Lacson backs Duterte in war vs drugs

Senator Panfilo "Ping" Lacson. VINCENT CABREZA/INQUIRER NORTHERN LUZON FILE PHOTO

Senator Panfilo “Ping” Lacson. VINCENT CABREZA/INQUIRER NORTHERN LUZON FILE PHOTO

Comebacking Sen. Panfilo Lacson is ready to support President-elect Rodrigo Duterte’s war on drugs, going so far as to donate his unspent campaign funds toward the bounty law enforcers would be paid when they capture or kill drug suspects.

Sen. Vicente Sotto likewise voiced his support for Duterte’s war on illegal drugs.

“Whatever it takes to take down the scourge of illegal drugs,” Sotto said in text message.

Duterte spelled out on Tuesday night his strategy for curbing the drug menace in the country in six months.

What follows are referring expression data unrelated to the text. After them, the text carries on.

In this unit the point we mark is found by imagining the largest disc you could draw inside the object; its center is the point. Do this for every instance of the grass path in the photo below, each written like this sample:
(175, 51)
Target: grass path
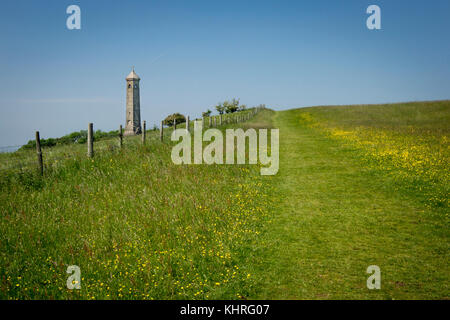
(334, 217)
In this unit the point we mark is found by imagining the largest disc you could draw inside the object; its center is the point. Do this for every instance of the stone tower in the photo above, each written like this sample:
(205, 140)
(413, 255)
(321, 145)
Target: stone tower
(133, 117)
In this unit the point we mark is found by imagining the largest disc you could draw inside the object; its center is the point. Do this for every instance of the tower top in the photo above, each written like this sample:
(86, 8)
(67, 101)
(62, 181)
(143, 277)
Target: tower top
(133, 76)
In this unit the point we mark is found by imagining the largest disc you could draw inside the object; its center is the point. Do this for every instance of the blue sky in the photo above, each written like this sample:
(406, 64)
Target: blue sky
(192, 54)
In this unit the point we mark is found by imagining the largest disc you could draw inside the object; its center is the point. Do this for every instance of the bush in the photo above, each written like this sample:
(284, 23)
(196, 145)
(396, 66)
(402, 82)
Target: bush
(168, 121)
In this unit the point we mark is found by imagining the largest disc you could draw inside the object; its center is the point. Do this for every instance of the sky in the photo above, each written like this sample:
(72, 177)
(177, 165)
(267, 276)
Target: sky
(190, 55)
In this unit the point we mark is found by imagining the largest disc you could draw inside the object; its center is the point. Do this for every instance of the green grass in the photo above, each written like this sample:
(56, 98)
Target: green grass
(357, 186)
(337, 212)
(138, 226)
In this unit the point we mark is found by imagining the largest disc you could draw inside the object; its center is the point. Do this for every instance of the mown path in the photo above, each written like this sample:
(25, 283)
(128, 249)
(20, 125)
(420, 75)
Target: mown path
(333, 217)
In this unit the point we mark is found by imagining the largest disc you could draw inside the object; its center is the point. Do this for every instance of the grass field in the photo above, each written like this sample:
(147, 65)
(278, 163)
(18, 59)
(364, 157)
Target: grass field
(357, 186)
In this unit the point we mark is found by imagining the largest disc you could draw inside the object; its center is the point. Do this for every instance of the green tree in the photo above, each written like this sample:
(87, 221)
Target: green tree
(220, 108)
(231, 106)
(168, 121)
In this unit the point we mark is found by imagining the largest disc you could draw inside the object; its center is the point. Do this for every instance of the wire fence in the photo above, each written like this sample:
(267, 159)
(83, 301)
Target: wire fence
(11, 158)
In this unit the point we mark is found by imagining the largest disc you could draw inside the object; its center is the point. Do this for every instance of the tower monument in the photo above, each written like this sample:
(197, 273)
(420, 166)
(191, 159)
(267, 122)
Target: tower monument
(133, 116)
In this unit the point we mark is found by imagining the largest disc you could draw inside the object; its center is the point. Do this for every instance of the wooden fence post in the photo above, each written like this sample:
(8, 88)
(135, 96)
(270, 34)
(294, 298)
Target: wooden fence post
(90, 140)
(120, 137)
(143, 132)
(39, 154)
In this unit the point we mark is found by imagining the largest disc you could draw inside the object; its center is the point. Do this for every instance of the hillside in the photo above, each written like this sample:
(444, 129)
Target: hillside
(357, 186)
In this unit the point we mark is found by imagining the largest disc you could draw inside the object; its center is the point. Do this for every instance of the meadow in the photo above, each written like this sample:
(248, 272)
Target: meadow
(357, 186)
(138, 226)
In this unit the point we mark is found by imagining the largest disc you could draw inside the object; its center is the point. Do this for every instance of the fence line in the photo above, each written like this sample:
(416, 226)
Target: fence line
(213, 121)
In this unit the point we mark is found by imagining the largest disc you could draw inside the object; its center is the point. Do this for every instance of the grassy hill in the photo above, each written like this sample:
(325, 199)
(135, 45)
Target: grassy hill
(357, 186)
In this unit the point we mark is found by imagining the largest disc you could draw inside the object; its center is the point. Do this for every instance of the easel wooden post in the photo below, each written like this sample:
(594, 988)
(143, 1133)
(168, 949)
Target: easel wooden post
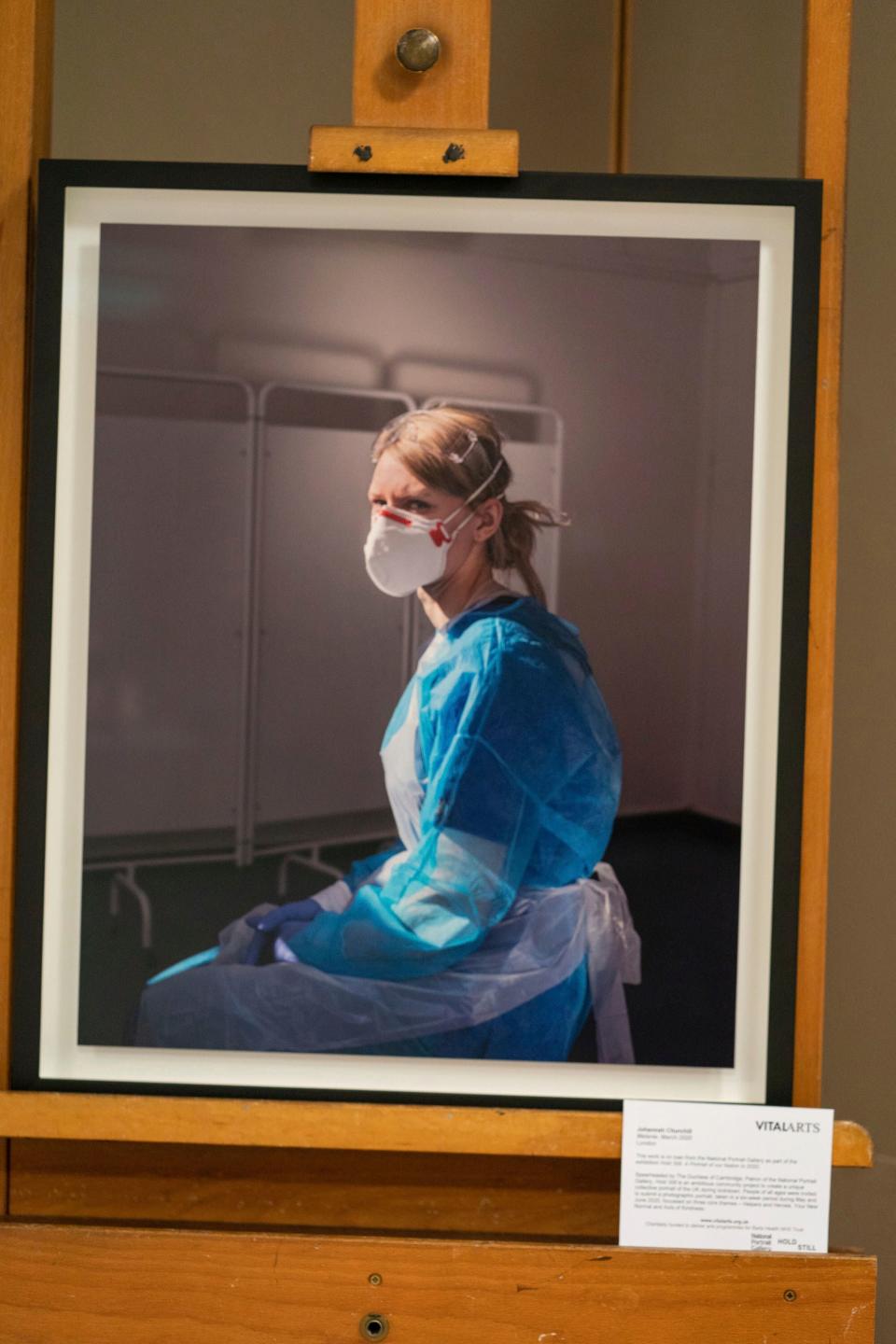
(425, 121)
(74, 1154)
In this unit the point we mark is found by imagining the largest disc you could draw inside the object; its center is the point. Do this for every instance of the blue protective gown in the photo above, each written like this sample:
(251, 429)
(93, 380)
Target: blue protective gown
(503, 772)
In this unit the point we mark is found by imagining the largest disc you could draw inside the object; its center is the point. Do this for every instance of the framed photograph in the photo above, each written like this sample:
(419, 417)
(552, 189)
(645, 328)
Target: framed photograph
(415, 631)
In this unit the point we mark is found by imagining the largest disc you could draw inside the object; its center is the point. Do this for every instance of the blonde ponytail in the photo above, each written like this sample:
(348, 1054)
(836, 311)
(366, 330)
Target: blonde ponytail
(437, 446)
(513, 543)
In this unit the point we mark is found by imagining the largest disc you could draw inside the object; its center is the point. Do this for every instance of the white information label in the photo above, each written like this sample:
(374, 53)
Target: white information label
(708, 1176)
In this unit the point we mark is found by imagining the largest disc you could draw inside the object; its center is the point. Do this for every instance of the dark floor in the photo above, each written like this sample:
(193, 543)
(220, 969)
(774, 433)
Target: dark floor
(679, 873)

He said he would put up the remainder of his campaign funds as a bounty for police and military officials who neutralize drug suspects “dead or alive.”

He offered up the following rates: P3 million for a drug lord; P2 million for a distributor; P1 million for a “second echelon” syndicate member, and P50,000 for an “ordinary” pusher.

Targets will include antinarcotics agents involved in the illegal drug trade and imprisoned drug lords who continue to run their operations from behind bars, Duterte said.

Resist and be killed

Suspects who put up resistance during their arrest would be killed, while those who raise their hands in surrender would be spared, he added.

He said there was enough left over from his campaign funds “for 100 persons dead.”

In a text message, Lacson, who was a senator from 2001 to 2013 and won a seat again in the May 9 elections, said Duterte’s strategy was a “clear demonstration of his determination to end a scourge that has grown to alarming proportions in recent years.”

“Provided the law enforcement authorities do not go beyond the rule of law in carrying out his marching orders… I am in full support of his approach to accomplish what he promised before he was elected and now that he is waiting to be sworn into office,” said Lacson, who was Philippine National Police chief in the Estrada administration in 1999-2001.

But he stressed that the police should not be motivated by the reward to do their job, “but solely by an unequivocal compliance with the President’s directive, not to mention their mandate to perform their sworn duty to protect the people and maintain a peaceful and orderly society.”

“I myself am willing to contribute from whatever unspent campaign contributions I still have to his pool of funds if only to underscore the importance of a concerted all-out war against drugs,” Lacson said, adding that he would check how much money he still had with his campaign finance officer.